As previous discussed, confirmation emails should have a unique, (practically) un-guessable code--essentially a one-time password--in the confirmation link.
The UUID.randomUUID() docs say:
The UUID is generated using a cryptographically strong pseudo random number generator.
Does this imply that the the UUID random generator in a properly implemented JVM is suitable for use as the unique, (practically) un-guessable OTP?
No. According to the UUID spec:
Do not assume that UUIDs are hard to guess; they should not be used as security capabilities (identifiers whose mere possession grants access), for example. A predictable random number source will exacerbate the situation.
Also, UUIDs only have 16 possible characters (0 through F). You can generate a much more compact and explicitly secure random password using SecureRandom (thanks to @erickson).

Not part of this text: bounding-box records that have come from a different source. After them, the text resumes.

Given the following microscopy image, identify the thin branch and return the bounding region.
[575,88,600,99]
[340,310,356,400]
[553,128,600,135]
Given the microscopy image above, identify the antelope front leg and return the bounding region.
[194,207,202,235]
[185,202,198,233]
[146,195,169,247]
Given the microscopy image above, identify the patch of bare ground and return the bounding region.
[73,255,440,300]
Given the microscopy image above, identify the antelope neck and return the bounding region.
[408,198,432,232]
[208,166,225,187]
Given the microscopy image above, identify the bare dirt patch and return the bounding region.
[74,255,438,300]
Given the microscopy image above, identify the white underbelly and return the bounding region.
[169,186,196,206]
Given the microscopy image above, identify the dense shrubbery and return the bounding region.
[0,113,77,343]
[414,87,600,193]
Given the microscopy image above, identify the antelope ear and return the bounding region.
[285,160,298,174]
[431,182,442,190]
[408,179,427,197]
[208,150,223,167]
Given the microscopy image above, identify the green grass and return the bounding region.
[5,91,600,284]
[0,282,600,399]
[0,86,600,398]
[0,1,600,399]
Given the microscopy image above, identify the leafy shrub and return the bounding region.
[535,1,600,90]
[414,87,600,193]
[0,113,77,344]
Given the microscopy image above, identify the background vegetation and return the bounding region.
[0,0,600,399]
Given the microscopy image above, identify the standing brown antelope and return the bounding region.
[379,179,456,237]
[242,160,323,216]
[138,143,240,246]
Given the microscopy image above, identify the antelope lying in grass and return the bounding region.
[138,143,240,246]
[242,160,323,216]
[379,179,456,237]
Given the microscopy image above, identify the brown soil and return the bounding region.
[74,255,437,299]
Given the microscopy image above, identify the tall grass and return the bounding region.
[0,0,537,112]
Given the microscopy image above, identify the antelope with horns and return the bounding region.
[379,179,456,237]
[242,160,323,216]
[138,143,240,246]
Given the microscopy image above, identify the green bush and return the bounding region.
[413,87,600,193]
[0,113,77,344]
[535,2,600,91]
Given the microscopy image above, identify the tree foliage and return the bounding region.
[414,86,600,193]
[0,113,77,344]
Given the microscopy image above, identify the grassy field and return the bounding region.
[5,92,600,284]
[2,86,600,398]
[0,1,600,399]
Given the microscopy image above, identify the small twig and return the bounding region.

import java.security.SecureRandom;
import java.math.BigInteger;
public final class PasswordGenerator {
private SecureRandom random = new SecureRandom();
public String nextPassword() {
return new BigInteger(130, random).toString(32);
}
}
P.S.
I want to give a clear example of how using UUID as a security token may lead to issues:
In uuid-random we discovered an enormous speed-boost by internally re-using random bytes in a clever way, leading to predictable UUIDs. Though we did not release the change, the RFC allows it and such optimizations could sneak into your UUID library unnoticed.